March 2(Reuters) - Australian shares rose on Thursday and looked to set to snap a five-day losing streak as signs of stronger global manufacturing activity and President Donald Trump’s pledges to boost the U.S. economy encouraged investors to return to the market.
The S&P/ASX 200 index surged 1.2 percent, or 67.50 points to 5,772.3 by 0100 GMT. The benchmark recorded its highest one-day gain in over 7 weeks. It fell 0.1 percent on Wednesday.
On Tuesday, in his first speech to the Congress, President Trump adopted an open stance towards immigration reform and said he wants a healthcare overhaul, broad tax cuts and a $1 trillion public-private initiative to rebuild degraded roads and bridges in the U.S.
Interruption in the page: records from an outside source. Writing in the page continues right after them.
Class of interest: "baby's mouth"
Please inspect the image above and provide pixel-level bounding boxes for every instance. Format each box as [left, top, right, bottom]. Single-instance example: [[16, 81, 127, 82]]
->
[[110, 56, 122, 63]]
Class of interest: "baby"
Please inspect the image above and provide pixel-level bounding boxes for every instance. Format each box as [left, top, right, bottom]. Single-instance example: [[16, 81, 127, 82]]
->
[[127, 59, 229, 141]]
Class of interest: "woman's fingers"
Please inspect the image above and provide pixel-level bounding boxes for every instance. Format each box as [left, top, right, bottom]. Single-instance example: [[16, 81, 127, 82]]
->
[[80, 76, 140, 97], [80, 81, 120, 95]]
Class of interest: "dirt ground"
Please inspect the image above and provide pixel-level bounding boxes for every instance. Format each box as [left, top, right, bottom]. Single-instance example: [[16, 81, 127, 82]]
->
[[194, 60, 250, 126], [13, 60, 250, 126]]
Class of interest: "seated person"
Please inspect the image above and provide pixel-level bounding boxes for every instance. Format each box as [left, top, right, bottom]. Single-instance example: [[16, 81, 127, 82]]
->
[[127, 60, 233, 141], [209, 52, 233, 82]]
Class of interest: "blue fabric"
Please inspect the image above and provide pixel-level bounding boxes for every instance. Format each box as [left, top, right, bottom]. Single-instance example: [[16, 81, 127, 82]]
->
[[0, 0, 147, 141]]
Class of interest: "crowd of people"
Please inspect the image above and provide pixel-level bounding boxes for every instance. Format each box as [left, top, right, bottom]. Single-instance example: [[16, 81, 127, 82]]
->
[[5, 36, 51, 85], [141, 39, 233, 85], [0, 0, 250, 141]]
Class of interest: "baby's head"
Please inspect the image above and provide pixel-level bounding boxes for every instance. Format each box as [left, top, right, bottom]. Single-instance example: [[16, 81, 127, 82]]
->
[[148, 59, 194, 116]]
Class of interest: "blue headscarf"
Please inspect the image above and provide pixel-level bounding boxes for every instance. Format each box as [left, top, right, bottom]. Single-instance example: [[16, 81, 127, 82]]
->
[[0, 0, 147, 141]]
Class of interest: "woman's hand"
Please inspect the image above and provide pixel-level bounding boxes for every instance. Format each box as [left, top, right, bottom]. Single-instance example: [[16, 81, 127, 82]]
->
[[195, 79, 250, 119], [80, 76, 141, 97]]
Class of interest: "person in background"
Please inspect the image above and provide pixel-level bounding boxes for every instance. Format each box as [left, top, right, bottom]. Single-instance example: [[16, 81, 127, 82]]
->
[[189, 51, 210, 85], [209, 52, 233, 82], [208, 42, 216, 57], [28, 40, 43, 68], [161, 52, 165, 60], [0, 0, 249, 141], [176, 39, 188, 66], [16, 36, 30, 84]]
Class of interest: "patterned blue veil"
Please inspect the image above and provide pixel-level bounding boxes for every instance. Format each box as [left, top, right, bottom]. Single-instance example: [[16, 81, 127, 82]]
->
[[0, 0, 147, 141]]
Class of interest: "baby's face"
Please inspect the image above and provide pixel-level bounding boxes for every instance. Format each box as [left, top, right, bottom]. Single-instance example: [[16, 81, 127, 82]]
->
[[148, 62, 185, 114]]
While Trump gave few new details on his tax or spending plans, investors were encouraged by what they saw as a less combative tone as he tries to push his agenda through a Congress reluctant to widen the government’s budget deficit.
On Wall Street, the Dow Jones Industrial Average .DJI blasted through the 21,000-point mark for the first time.
“Trump’s speech to Congress didn’t create any new concerns, it didn’t create new information either so there was nothing really negative coming out of that so I think its an ongoing commitment to fiscal stimulus,” said Damien Hennessy, co founder of Heuristic Investment Systems.
Financial and material stocks swept gains in the upbeat benchmark index where the world’s biggest miner by market capitalization BHP Billiton, gaining over 3 percent, led gains.
Mining giant South32 soared 10 percent at one point to record its biggest one-day gain in over a year as aluminium prices hit their highest since May 2015.
Copper prices touched their highest in over a week as manufacturing data from China displayed potential for strong demand.
The ASX 300 Metals and Mining index snapped a 6-day losing streak and surged 3.3 percent.
Nickel miner Independence Group soared as much as 8.9 percent to record its biggest one-day gain in 3 months.
“The materials sector’s really reflecting the global growth, particularly the better PMI indices data from China today,” Hennessy said.
China’s factory activity expanded faster than expected in February as domestic and export demand picked up, adding to signs that the global economy is regaining momentum.
Financial stocks also cheered the benchmark, with the “Big Four” banks dominating gains, rising 1.2 percent to 1.3 percent.
Australia’s No.3 lender by assets Westpac Banking Corp gained as much as 2 percent to its highest in 18 months.
Global banking shares were also buoyed by growing expectations of a U.S. interest rate hike later this month.
At the same time, supermarket operator Woolworths fell 1.4 percent at one point after the stock traded ex-dividend while telecom giant Telstra extended losses from the previous session, down 1.4 percent, after trading ex-dividend.
New Zealand’s benchmark S&P/NZX 50 index gained 0.7 percent or 49.84 points to 7,198.62 at 1215 GMT. The benchmark hit its highest since October 2016.
Utilities and healthcare stocks lifted the benchmark as retirement village operator Metlifecare gained 2.5 percent.